|Publisher:||W. W. Norton & Company|
What happens when the barriers between therapists and clients are removed, when they all participate in a dialogue about change, and when therapists and clients even trade places? As Lynn Hoffman says in her foreword to this remarkable book, it "dramatically alters a family's position in relation to the professionals they have come to see." In the process, it changes the roles, rules, and expectations of therapy.
Operating within the reflecting team format, professionals meet clients without preexisting hypotheses. Together they engage in a conversation that becomes a search for the not-yet-seen and the not-yet-thought-of, as well as for alternative understandings of what has been defined as problematic. As clients and therapists trade places and various members of the entire group participate in conversations, the possibilities for change open wide.
This book describes the evolution of this radical strategy in Tromso, Norway, and its adaptation by various family therapists in the United States. It begins in Part I with a description of the settings in which the reflecting team developed and its history and evolution. Then basic concepts, practical considerations, and guidelines for practice are detailed.

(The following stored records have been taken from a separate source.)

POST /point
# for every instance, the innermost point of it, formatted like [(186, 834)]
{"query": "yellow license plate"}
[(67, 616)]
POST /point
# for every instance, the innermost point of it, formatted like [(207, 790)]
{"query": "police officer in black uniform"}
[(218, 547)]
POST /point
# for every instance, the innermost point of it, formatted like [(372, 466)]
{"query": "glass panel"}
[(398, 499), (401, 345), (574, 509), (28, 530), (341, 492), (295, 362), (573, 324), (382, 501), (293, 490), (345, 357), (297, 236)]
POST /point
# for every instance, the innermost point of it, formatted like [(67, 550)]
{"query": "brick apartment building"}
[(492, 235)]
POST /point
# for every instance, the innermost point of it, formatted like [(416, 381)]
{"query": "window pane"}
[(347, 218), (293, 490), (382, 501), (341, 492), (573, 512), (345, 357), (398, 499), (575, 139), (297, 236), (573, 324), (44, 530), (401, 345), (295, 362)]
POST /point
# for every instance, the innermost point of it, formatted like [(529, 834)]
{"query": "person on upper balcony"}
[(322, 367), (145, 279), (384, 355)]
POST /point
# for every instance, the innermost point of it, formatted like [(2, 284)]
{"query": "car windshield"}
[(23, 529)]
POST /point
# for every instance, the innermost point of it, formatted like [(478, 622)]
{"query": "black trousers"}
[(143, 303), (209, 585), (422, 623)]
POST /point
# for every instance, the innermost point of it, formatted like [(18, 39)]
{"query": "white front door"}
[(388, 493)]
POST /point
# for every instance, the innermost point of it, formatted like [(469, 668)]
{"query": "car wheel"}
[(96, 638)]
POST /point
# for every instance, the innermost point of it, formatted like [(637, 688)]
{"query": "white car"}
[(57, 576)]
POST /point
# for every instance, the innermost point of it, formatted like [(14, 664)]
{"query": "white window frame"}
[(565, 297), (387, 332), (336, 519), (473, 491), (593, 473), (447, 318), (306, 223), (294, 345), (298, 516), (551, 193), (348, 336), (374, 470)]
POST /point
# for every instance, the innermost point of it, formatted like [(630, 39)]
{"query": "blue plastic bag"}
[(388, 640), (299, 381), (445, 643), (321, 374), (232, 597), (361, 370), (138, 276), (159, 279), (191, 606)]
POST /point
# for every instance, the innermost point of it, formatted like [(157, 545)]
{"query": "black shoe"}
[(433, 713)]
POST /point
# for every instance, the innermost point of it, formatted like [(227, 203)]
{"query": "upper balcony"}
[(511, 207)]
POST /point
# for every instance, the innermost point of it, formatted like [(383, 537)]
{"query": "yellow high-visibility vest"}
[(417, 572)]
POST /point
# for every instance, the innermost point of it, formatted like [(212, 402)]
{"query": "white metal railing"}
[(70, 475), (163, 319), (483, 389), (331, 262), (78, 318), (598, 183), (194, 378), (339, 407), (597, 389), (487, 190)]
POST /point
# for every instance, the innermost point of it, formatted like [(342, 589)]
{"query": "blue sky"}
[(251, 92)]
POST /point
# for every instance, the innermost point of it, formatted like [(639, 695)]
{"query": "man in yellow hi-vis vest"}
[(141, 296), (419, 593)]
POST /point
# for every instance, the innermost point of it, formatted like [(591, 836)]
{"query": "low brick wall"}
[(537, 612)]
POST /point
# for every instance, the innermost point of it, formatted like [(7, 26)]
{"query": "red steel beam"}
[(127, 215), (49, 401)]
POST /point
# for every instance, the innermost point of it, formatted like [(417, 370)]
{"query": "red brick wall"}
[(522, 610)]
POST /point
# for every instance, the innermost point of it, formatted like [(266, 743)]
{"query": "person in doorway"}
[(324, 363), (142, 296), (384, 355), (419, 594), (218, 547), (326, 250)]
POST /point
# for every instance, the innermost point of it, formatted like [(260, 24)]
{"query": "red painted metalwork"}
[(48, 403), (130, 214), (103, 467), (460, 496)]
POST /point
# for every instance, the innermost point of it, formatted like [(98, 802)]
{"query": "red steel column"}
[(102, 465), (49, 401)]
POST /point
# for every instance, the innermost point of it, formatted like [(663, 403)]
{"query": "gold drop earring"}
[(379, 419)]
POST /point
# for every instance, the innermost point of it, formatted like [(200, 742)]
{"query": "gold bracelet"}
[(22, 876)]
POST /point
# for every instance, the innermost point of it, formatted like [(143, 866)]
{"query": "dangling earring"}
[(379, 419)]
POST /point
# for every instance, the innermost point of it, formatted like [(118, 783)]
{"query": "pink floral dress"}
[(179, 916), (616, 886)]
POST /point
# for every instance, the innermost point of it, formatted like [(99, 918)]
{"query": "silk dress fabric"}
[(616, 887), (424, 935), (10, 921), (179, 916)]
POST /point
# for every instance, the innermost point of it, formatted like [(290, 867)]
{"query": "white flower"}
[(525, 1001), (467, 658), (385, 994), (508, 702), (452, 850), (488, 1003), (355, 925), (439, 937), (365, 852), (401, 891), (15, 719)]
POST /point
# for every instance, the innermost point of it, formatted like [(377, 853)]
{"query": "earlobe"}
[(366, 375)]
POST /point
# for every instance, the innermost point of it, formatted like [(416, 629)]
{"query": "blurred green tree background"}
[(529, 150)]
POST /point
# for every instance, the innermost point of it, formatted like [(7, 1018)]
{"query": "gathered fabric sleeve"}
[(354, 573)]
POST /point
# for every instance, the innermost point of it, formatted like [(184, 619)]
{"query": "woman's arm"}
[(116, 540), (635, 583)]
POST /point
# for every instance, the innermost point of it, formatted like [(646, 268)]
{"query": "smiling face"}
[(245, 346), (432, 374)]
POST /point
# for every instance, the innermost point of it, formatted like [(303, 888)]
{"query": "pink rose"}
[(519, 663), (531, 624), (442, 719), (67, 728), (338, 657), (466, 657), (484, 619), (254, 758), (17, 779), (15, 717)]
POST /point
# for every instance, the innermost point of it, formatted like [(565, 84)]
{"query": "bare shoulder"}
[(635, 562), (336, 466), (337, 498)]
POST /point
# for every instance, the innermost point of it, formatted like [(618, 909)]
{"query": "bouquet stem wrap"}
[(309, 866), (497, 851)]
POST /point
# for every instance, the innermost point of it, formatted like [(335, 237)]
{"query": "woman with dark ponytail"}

Part II contains Dialogues About the Dialogues, that is, reflections on the client-therapist-consultant-team dialogues that distinguish this innovative approach to therapy. As roles shift and various participants offer definitions of the problem and possible solutions, traditional ideas about the boundaries of a case study are shattered. Readers will find that this fluid, encompassing perspective stimulates their own thoughts about therapy, shaking them from outgrown assumptions.
Since this approach is still evolving, the final chapter is, appropriately, a reflection on the changes that have taken place since the European edition of this book was published.